From 3043c188f5a3c1524b7355e79f776a2154bfae8a Mon Sep 17 00:00:00 2001
From: Believethehype <tobias_baur@yahoo.com>
Date: Mon, 18 Dec 2023 13:57:53 +0100
Subject: [PATCH] fixing media converter tools

---
 nostr_dvm/tasks/convert_media.py           |  2 +-
 nostr_dvm/utils/mediasource_utils.py       |  2 +-
 nostr_dvm/utils/scrapper/media_scrapper.py | 64 ++++++++++++++++++----
 3 files changed, 54 insertions(+), 14 deletions(-)

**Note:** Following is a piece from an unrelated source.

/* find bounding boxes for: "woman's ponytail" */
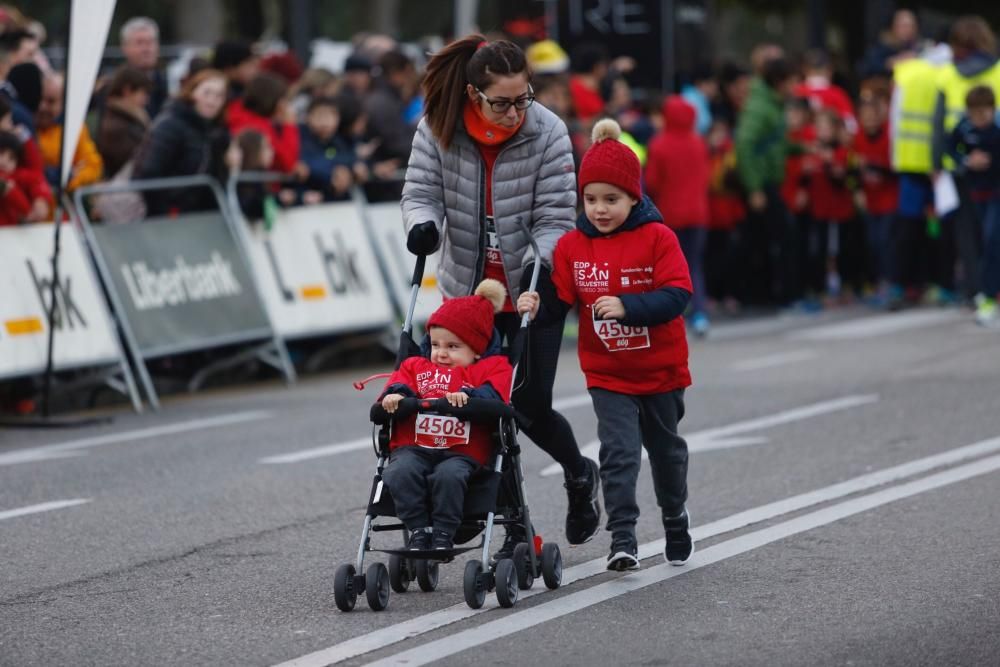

diff --git a/nostr_dvm/tasks/convert_media.py b/nostr_dvm/tasks/convert_media.py
index 2d30475..fa8655c 100644
--- a/nostr_dvm/tasks/convert_media.py
+++ b/nostr_dvm/tasks/convert_media.py
@@ -4,7 +4,7 @@ from nostr_dvm.interfaces.dvmtaskinterface import DVMTaskInterface
 from nostr_dvm.utils.admin_utils import AdminConfig
 from nostr_dvm.utils.definitions import EventDefinitions
 from nostr_dvm.utils.dvmconfig import DVMConfig, build_default_config
-from nostr_dvm.utils.nip89_utils import NIP89Config, check_and_set_d_tag
+from nostr_dvm.utils.nip89_utils import NIP89Config
 from nostr_dvm.utils.mediasource_utils import organize_input_media_data
 from nostr_dvm.utils.output_utils import upload_media_to_hoster
 
diff --git a/nostr_dvm/utils/mediasource_utils.py b/nostr_dvm/utils/mediasource_utils.py
index 9ae98f7..6c7d40f 100644
--- a/nostr_dvm/utils/mediasource_utils.py
+++ b/nostr_dvm/utils/mediasource_utils.py
@@ -20,7 +20,7 @@ def input_data_file_duration(event, dvm_config, client, start=0, end=0):
             input_type = tag.as_vec()[2]
 
     if input_type == "text":
-        # For now, ingore length of any text, just return 1.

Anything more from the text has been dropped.